Con l'espressione Fatti di Reggio o Moti di Reggio si identifica una sommossa popolare avvenuta a Reggio Calabria dal luglio del 1970 al febbraio del 1971, in seguito alla decisione di spostare il capoluogo di regione a Catanzaro per ragioni apparentemente geografiche, ma più verosimilmente politiche. L'allora esponente di punta del PSI, Giacomo Mancini, opero' pressioni perché la sede di capoluogo di regione fosse ubicata in località più vicina alla sua Cosenza; la ragione geografica per lo spostamento non ha fondamento, in quanto altri capoluoghi di regione risiedono in zone diverse dal centro geografico, ma aderenti al centro storico della regione. Inoltre Catanzaro è una sede difficilmente raggiungibile e lontana dalle direttrici nazionali, laddove Reggio è un porto e ponte per la Sicilia, oltre che essere una delle città più antiche d'Italia e il cuore politico e religioso della Calabria, nonchè città più antica e popolata della regione.

Inizialmente il malcontento popolare fu trasversale a livello politico (ad esclusione del Partito Comunista Italiano, dissociatosi fin da subito), ma in una seconda fase i movimenti di destra, ed in particolare il Movimento Sociale Italiano, assunsero un ruolo di primo piano.
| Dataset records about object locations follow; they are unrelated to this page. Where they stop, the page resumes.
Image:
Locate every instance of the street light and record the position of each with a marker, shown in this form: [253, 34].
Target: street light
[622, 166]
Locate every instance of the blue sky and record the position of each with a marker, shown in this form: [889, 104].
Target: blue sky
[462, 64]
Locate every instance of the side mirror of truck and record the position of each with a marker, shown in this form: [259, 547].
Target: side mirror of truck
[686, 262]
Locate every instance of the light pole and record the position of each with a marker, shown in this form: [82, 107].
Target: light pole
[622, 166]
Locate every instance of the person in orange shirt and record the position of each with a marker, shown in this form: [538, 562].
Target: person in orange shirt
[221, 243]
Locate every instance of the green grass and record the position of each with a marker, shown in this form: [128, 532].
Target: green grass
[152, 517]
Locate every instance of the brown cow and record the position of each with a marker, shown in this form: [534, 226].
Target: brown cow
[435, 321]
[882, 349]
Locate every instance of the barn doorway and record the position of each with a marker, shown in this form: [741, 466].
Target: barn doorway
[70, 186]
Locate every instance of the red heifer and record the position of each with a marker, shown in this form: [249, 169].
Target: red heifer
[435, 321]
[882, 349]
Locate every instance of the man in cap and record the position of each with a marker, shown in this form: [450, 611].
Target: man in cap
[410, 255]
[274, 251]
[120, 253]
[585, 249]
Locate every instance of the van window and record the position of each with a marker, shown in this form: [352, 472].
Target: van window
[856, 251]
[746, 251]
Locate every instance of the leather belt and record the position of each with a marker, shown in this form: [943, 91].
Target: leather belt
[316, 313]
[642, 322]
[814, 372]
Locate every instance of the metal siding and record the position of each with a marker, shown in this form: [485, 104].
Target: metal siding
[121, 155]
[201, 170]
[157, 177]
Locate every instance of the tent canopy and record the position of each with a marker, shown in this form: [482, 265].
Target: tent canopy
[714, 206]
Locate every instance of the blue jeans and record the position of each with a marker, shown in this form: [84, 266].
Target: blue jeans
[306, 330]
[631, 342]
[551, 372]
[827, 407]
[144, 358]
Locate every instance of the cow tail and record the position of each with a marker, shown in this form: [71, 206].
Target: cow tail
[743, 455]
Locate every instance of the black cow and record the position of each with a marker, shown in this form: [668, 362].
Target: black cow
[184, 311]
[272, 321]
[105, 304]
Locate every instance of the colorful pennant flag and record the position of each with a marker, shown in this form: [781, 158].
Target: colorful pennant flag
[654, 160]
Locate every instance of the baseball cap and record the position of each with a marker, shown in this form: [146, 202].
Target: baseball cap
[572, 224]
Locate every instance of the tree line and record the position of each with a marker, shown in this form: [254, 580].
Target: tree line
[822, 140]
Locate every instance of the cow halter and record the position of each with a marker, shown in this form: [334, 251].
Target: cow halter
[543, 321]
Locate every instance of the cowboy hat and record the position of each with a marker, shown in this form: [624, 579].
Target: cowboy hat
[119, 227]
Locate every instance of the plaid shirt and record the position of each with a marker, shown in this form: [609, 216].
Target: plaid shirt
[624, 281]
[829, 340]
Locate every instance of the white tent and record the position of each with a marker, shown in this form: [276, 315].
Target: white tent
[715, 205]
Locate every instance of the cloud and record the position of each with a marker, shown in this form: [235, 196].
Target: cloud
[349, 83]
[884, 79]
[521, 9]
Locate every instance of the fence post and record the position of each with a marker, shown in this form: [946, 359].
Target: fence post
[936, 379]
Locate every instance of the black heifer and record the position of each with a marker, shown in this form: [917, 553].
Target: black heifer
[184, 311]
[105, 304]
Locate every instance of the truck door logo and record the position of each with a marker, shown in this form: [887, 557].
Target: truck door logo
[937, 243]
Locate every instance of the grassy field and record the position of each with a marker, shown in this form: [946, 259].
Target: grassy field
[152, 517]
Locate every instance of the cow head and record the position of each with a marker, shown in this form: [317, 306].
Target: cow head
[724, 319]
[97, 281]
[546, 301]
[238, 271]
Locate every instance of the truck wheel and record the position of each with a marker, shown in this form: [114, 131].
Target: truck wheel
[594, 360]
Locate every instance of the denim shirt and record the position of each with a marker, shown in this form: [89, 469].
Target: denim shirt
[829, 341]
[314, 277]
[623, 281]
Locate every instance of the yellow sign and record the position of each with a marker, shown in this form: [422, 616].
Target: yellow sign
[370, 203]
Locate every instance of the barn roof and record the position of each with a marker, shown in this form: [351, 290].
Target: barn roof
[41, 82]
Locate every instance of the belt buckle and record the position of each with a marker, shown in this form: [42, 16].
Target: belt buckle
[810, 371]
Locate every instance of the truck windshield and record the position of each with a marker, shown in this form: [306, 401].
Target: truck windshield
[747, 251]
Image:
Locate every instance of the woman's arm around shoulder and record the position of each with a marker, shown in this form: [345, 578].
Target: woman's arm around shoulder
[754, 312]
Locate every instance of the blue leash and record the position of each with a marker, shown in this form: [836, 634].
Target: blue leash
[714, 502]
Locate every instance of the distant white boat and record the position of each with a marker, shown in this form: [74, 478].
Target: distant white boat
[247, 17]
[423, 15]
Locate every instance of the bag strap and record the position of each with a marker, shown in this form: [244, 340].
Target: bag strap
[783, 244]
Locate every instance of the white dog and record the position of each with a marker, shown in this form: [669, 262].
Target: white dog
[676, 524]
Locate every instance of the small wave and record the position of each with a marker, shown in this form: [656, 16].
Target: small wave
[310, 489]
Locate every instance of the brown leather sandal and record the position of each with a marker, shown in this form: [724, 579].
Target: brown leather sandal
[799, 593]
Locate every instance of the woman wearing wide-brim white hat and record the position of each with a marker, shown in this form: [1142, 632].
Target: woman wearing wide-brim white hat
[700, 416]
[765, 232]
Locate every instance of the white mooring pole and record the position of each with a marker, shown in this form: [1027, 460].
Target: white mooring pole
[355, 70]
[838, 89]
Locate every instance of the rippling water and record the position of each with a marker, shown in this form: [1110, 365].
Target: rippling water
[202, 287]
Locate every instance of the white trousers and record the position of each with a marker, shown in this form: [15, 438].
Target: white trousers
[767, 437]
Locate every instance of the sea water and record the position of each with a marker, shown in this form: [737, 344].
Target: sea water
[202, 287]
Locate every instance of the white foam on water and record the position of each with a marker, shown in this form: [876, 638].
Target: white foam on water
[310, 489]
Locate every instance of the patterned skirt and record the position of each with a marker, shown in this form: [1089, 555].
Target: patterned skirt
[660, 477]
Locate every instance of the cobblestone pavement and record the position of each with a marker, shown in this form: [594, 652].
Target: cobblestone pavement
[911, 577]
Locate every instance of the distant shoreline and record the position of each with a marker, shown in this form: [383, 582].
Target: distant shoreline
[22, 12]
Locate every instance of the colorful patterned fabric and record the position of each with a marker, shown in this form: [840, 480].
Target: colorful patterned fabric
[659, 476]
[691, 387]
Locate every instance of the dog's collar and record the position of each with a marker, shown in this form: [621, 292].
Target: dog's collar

Francesco Franco (noto come "Ciccio Franco"), esponente missino, si appropriò del "boia chi molla" di dannunziana memoria e ne fece uno slogan che sintetizzò la risolutezza dei reggini ad opporsi al trasferimento di capoluogo.

Vero motore organizzativo e politico della protesta furono il Comitato D'Azione (i cui principali esponenti erano il già citato Ciccio Franco, l'ex comandante partigiano Alfredo Perna, l'armatore repubblicano Amadeo Matacena e l'industriale del caffe Demetrio Mauro) e il Comitato unitario per Reggio capoluogo (guidato dal sindaco democristiano Pietro Battaglia e da altri esponenti democristiani e missini).

Il governo, presieduto dal democristiano Emilio Colombo, negò qualunque negoziazione con i rappresentanti della protesta, e, oltre a provvedere all'invio di contingenti militari, iniziò una sistematica opera di demolizione mediatica della rivolta. I mezzi di comunicazione, infatti, dopo un iniziale interessamento, limitarono notevolmente la cronaca riguardo la rivolta di Reggio e in ogni caso descrissero come "pretestuoso pennacchio" la difesa del capoluogo da parte dei reggini.

Per mesi la città fu barricata, spesso isolata, a tratti paralizzata dagli scioperi e devastata dagli scontri con la polizia e gli attentati dinamitardi. Alla fine della rivolta si contarono sei morti, e migliaia di denunce.

La rivolta si concluse solo dopo 10 mesi di assedio con l'inquietante immagine dei carri armati sul lungomare della città. Oltre alla forza, per la soppressione della rivolta si ricorse anche a mediazioni e compromessi politici (il cosiddetto "Pacchetto Colombo") che portarono ad una insolita divisione degli organi istituzionali della Calabria (la giunta regionale a Catanzaro, il consiglio a Reggio Calabria) e all'insediamento nel territorio reggino di apparati produttivi che non furono mai realizzati o furono subito oggetto di speculazioni da parte della 'Ndrangheta. Gli investimenti vennero fondamentalmente dirottati dalla classe politica di centro-sinistra verso la direttrice Catanzaro-Cosenza, facendo pagare a Reggio lo scotto di non essere collusa coi poteri alti dello Stato, e di essere da sempre città ribelle e controcorrente.